It’s that time of year again—the time when I post to my blog! Otherwise known as Lunar New Year. You may recall that last year was a Metal Rat year (sounds so bitchin’!), so this is the Year of the Metal Ox! It’s time to straighten up and fly right, apparently, with the ox being the year of careful, slow, heavy building towards success.
I started sending out my postcard a couple of weeks ago, but I have a lot of them, so if you want one please send me your address! When my little cousin got hers, she asked me how I did it. Honestly, it’s what I’m always wondering too! So I broke it down and here are my steps:
Research oxen and symbols and colors and anything else that comes to mind.

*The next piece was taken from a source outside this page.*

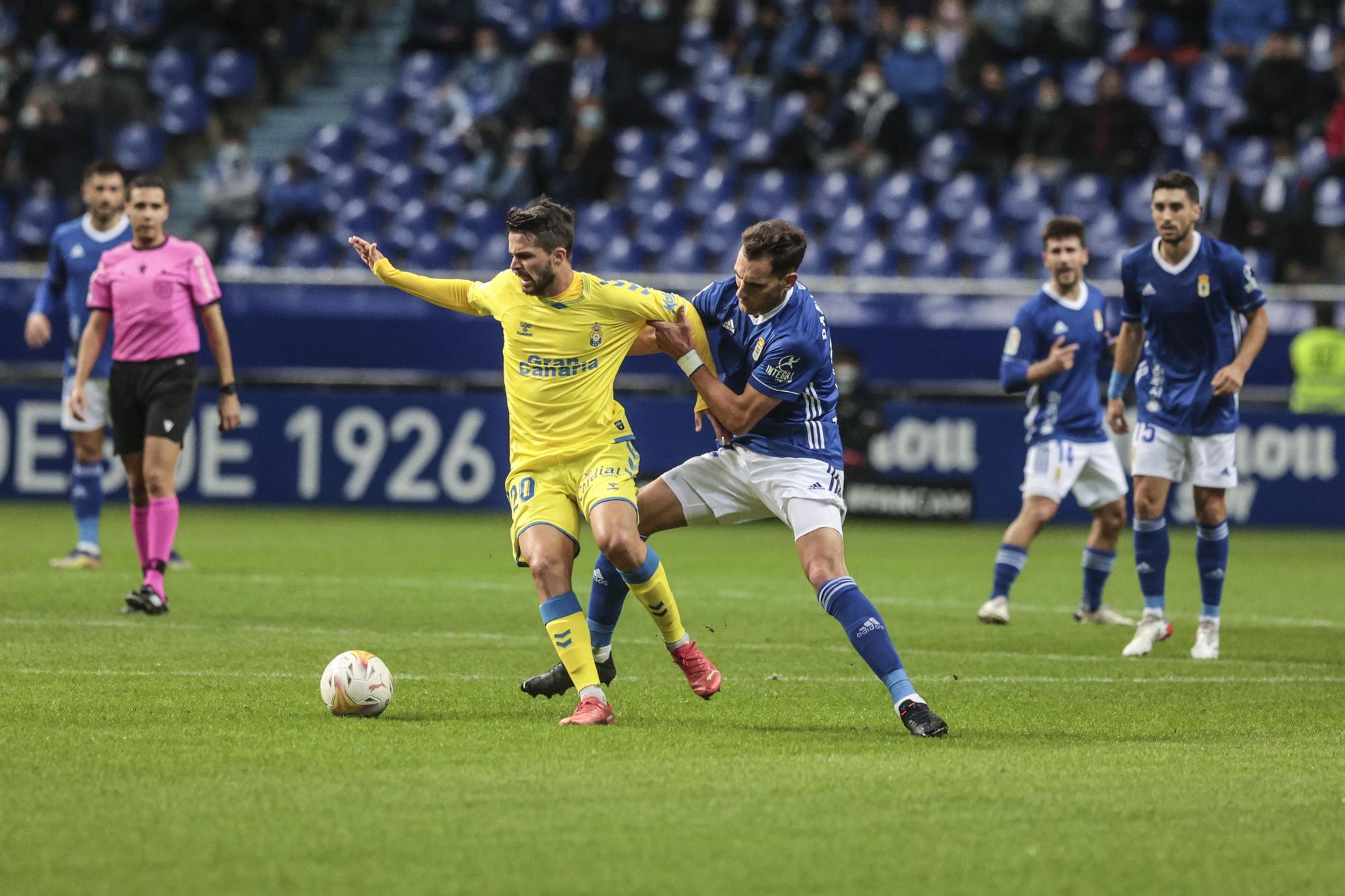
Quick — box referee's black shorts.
[108,355,196,455]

Make some thumbnails for designs.
Start drawing, and then hate your drawings, so make more drawings.
Eventually, decide that they’re not terrible. Pick the least terrible one that will work with the design.
Find it doesn’t work and give up halfway through and have a snack.
Go back and see that maybe it will work after all. With a lot of futzing.
Do the futzing but try not to futz too much.
Call a friend for their opinion and make them look at a bunch of different variations.
Ignore your friend’s opinion (although this time I listened to his opinion because it agreed with mine lol) and finish the one you like.
Send it away to print.
Get it and love it!
Look at it a half hour later and hate it.
Decide you have to send it anyway because it’s what you’ve got printed.
See, making art is so fun!! Of course, it’s not always like this for me, and apparently for some people, it’s never like this (insert intense side eye here!). But I’ve come to accept my process. Even when I hate the things I’ve made, I know I will feel differently in half an hour and in the end, it will do what it needs to do.
I thought I would also share the contenders. I’m far enough away now that I don’t hate them anymore, but I’m sure if I had any of them printed, they would be equally loathsome to me! Welcome to my world!
By the time I got here, I had a more ox-like ox. But once I did this more literal ox, it really bored me! Of course, I don’t think anyone can draw a bull (or an ox in this case) without thinking of Picasso, or at least I can’t. I love his lithographic series exploring just how little information you need to convey the idea of an bull. I didn’t look at it because I didn’t want to copy it, but it lives in my head, so I knew it would come out if I was thinking about what was essential for me. I had done some reading on the ox: obviously he’s an enormous beast of burden which symbolically you might think of as “male,” but his role as an animal that is put into service so all his strength benefits others gives him a “female” aspect. This and the fact the they are often castrated! In Egypt, the bull is associated with the sun and depicted with a golden disk between its horns. But I thought since we are celebrating a lunar new year, and given the ox’s female association, I would make it a moon. Sorry, Hathor!
Once I started playing with these drawings in the design I made, the design also seemed very boring. Words on top, Ox on the bottom, yawn! It all seemed so expected. I liked the moon and I thought it would be pretty to have it printed with a silver foil detail. But still boring! What about that moon, I thought? Wouldn’t it be pulling on everything? I mean, it moves ALL THE WATER IN THE OCEAN! So I thought it would make sense if the moon were pulling the words towards it, and it would break up the very static design.